Nor does the clerical caste fare better at the hands of the popular epigrammatist. Where three Kayasths are gathered together a thunderbolt is sure to fall; when honest men fall out the Kayasth gets his chance. When a Kayasth takes to money-lending he is a merciless creditor. He is a man of figures; he lives by the point of his pen; in his house even the cat learns two letters and a half. He is a versatile creature, and where there are no tigers he will become a shikari; but he is no more to be trusted than a crow or a snake without a tail. One of the failings sometimes imputed to the educated Indian is attacked in the saying, "Drinking comes to a Kayasth with his mother's milk."
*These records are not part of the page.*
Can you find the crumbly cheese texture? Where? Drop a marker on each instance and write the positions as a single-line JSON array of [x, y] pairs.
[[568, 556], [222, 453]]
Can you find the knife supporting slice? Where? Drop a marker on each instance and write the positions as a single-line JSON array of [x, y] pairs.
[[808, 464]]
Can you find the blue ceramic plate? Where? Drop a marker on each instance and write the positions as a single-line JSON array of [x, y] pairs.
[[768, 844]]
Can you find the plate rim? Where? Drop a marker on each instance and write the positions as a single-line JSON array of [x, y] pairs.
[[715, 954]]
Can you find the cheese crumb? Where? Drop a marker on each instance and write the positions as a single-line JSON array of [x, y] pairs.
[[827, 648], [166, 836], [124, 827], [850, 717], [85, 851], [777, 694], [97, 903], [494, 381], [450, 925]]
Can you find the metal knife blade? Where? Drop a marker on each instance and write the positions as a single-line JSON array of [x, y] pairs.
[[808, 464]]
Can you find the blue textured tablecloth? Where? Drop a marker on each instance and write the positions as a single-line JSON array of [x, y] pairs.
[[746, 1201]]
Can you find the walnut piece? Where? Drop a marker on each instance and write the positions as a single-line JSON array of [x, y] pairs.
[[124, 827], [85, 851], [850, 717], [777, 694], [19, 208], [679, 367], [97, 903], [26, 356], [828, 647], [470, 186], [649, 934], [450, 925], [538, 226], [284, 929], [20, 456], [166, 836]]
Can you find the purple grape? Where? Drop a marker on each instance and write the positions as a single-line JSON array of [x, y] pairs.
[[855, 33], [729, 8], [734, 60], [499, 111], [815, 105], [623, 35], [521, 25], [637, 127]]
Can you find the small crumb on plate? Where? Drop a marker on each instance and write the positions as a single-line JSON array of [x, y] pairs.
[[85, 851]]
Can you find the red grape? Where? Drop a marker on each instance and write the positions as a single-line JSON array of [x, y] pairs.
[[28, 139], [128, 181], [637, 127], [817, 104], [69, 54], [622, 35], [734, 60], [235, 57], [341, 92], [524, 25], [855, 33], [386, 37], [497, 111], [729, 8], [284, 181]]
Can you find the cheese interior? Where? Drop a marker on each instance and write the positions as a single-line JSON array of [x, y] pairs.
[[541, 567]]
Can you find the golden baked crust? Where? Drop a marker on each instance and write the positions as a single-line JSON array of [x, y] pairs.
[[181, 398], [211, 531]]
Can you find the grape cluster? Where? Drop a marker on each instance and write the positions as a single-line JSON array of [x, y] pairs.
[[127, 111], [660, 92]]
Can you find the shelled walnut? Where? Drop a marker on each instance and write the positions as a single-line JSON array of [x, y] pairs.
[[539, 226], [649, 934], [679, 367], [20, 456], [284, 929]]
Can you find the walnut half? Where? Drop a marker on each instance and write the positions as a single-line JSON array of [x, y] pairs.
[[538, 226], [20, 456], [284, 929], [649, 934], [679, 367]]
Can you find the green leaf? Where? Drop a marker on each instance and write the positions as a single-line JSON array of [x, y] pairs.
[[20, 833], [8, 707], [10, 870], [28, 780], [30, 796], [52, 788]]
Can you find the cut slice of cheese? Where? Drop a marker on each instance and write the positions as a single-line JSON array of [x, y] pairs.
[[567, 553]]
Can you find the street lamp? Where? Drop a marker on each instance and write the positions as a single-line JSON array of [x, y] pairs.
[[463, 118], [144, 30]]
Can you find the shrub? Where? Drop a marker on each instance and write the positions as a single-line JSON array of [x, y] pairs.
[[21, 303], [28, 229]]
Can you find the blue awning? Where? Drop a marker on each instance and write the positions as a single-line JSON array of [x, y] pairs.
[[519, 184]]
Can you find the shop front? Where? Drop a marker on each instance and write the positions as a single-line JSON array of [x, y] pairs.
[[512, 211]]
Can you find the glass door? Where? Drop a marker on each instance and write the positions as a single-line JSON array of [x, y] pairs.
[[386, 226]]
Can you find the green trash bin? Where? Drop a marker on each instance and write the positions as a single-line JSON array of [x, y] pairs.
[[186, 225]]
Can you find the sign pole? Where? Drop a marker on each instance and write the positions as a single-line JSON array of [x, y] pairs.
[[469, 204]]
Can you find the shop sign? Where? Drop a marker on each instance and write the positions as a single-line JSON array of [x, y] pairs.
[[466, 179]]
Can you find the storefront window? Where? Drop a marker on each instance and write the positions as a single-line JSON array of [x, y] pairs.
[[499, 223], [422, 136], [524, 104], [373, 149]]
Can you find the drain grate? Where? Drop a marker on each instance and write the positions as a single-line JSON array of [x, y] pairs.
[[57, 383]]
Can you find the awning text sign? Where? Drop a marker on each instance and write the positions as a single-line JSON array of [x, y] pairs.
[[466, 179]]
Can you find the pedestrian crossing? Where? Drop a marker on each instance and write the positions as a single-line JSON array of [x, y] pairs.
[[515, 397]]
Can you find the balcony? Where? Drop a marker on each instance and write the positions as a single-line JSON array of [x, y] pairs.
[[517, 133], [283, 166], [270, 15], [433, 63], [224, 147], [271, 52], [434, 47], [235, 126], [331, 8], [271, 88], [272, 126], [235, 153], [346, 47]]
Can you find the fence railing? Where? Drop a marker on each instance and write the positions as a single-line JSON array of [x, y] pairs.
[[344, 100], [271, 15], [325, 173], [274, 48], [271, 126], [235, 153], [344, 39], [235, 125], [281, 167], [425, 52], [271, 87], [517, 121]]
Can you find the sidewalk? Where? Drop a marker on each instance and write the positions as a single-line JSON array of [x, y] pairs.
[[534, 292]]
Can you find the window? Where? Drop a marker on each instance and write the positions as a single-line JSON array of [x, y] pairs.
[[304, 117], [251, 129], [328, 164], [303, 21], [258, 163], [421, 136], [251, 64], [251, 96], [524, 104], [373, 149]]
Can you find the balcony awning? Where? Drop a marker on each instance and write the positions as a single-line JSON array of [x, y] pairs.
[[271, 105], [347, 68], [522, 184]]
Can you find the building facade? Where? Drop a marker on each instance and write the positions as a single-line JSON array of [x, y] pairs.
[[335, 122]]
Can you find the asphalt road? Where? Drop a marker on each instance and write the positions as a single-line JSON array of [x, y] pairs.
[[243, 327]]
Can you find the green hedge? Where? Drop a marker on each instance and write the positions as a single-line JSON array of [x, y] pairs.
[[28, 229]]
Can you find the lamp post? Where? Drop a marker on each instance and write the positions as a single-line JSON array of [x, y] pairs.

Considering the enormous strength of the agricultural population of India, one would have expected to find more proverbs directed against the great cultivating castes. Possibly the reason may be that they made most of the proverbs, and people can hardly be expected to sharpen their wit on their own shortcomings. In two provinces, however, the rural Pasquin has let out very freely at the morals and manners of the Jat, the typical peasant of the eastern Punjab and the western districts of the United Provinces. You may as well, we are told, look for good in a Jat as for weevils in a stone. He is your friend only so long as you have a stick in your hand. If he cannot harm you he will leave a bad smell as he goes by. To be civil to him is like giving treacle to a donkey. If he runs amuck it takes G.o.d to hold him. A Jat's laugh would break an ordinary man's ribs. When he learns manners, he blows his nose with a mat, and there is a great run on the garlic. His baby has a plowtail for a plaything. The Jat stood on his own corn heap and called out to the King's elephant-drivers, "Hi there, what will you take for those little donkeys?" He is credited with practicing fraternal polyandry, like the Venetian n.o.bility of the early eighteenth century, as a measure of domestic economy, and a whole family are said to have one wife between them.